Tanks in the Street
America’s most American moment — the time we are at our best — happens once every four years on January 20 at high noon.
A President and sometimes his party (there has been no “hers” yet) is either replaced or re-upped without the presence of tanks in the street.
There are plenty of countries that would like to be able to make that claim.
If “no tanks in the street” still has merit, this election now seems more than a little troubling.
Barney Frank makes some blood boil but he was right when he said, “the politicians leave a lot to be desired, and the media with its excessive negativism and penchant for divisiveness contributes to the problem, but the voters are no prize either.”

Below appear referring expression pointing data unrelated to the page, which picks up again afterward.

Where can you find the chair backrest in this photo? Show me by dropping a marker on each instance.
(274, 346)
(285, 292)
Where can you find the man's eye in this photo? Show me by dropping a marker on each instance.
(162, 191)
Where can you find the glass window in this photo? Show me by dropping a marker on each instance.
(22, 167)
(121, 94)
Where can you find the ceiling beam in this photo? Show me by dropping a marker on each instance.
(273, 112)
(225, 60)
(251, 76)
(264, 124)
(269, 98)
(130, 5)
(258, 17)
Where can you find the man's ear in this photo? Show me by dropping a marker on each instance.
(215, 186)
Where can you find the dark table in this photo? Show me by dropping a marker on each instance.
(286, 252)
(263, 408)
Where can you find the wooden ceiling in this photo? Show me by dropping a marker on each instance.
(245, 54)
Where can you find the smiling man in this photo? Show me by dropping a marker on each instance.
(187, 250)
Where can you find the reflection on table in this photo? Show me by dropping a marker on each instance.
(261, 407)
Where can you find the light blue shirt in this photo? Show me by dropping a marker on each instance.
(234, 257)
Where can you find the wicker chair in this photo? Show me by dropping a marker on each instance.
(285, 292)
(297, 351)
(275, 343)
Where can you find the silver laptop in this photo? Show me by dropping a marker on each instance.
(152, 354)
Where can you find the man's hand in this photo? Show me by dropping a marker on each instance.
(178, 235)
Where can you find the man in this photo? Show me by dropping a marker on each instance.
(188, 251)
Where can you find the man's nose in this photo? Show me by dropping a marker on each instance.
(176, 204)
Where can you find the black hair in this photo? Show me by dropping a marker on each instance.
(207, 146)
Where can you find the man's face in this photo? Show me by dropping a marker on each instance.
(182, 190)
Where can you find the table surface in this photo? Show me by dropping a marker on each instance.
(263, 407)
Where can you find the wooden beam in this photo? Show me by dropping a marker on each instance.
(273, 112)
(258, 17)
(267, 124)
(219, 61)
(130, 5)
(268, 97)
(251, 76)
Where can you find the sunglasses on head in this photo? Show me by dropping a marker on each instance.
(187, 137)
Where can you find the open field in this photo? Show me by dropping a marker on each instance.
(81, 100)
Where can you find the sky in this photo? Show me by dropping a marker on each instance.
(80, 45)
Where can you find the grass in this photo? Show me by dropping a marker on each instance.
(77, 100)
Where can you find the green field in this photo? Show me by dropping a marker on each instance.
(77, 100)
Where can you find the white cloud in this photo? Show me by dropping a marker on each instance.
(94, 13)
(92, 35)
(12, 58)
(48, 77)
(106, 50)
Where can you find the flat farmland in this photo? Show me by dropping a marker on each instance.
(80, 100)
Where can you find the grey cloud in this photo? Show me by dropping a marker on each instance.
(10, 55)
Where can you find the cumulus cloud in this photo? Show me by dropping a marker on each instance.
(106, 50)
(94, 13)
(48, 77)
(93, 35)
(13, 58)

Leaving aside the contentious questions of whether voters are smart or dumb and whether they vote sufficiently or don’t, it does appear that they are pretty easily manipulated, and that is unlikely to change anytime soon.
Winston Churchill was willing to live with a bit of voter manipulation, when he said, in the House of Commons (11/11/47), “No one pretends that democracy is perfect or all-wise. Indeed it has been said that democracy is the worst form of Government except for all those other forms that have been tried from time to time.”
Would Churchill have said the same thing almost 70 years later given recent improvement in the art of manipulating voters?
Or have politics crossed the line?
Meet Mike Godwin. Smile, funky round glasses, beard what’s not to like?
He has his own law: “As an online discussion grows longer, the probability of a comparison involving Nazis or Hitler approaches 1.” As a corollary, “there is a tradition in many newsgroups and other Internet discussion forums that once such a comparison is made, the thread is finished and whoever mentioned the Nazis has automatically lost whatever debate was in progress.”
Today, the time between the beginning of a conversation about Donald Trump and a reference to Hitler is shorter than the time between the light turning green and the guy behind you honking his horn.
And the corollary is totally dead with some opponents vying to be first to wave the swastika.
Note: comparing Trump to Italy’s Silvio Berlusconi is probably more accurate, but Hitler seems to poll test better. In voter manipulation you’d probably have to explain Berlusconi to more people than Hitler plus it is 4 extra characters in your tweet.
To be fair Bernie Sanders, a self-proclaimed Democratic Socialist, is often described as a communist with Marx, Lenin and Stalin as the preferred comparisons. England’s Jeremy Corbyn is more accurate but he might not last until our election and his sex life is probably not nearly as fun as Berlusconi’s.
Voter manipulators who analogize to Jeremy Corbyn need not apply.
Fun as all of this might be (mostly for those who admire European soccer hooligans), maybe it is time for the candidates, parties and those who run campaigns to dial it back. The continuation of orderly, peaceful transitions must surely be more important than ramping up the rhetoric beyond tolerable limits.
How about a clear statement from each candidate that “I would prefer to lose the election to an opponent who could take the oath of office peacefully than to win it myself and have to take the oath surrounded by tanks in the street.”
If your preferred candidate would not be willing to say that and mean it, you might want to give it some thought.
Same for some of the more partisan news outlets. If they are unwilling to dial it back, you can make the choice for them by turning the dial yourself.